Lizzie was exhausted yet buoyant, high on adrenalin pumping around her system. She felt as though every hour of the past six months had been spent in an air-conditioned cell, one hand strapped to a keyboard the other to a telephone, repeatedly given the same instructions day in, day out. But now the holiday was so close she could almost taste the salt in the air, the sangria in the glass, the sheer open freeness of it all.

In the bathroom Max was showering. She could hear him humming old Beach Boys tunes above the sound of cascading water. The door was open and steam slithered out and across the room like a morning mist. A new morning.

Lizzie’s lip hurt slightly from where he’d tugged at it with tongue. But it hurt in a nice way, a way that meant even when he wasn’t there his presence lingered all around her.

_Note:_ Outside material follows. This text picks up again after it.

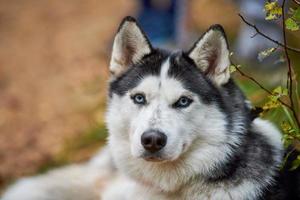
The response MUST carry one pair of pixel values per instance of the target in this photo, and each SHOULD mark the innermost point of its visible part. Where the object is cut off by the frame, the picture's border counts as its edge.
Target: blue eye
(182, 102)
(139, 99)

The weather played on the television. Cold and grey in London tomorrow. Not where they were going. Where they were going the days were endless, the skies open and wide enough to allow everyone’s hopes and dreams to breathe.

Just in that moment something without physical substance cannonballed into her, sending sparkles across her vision. She’d not realised before quite how much she was in love with Max, even after such a short period of time. Something was snarling up in the chest and threatening to smoother her unless she simply accepted the joy it: He was her everything.

She leant across and opened the drawer on his side of the bed.
There, as expected, was a copy of the bible. Lizzie opened the bible at the first page. The first lines of Genesis, the creation of existence, of love even.
Virtually everyone knew these words. They had lasted for thousands of years, passed on from mouth to mouth.

She flipped to the back and using the little pencil atop the room service leather bound menu wrote: ‘Lizzie Sims loves Max Fronnicke.’ Her words would be in good company, encouraged to last as long as those before.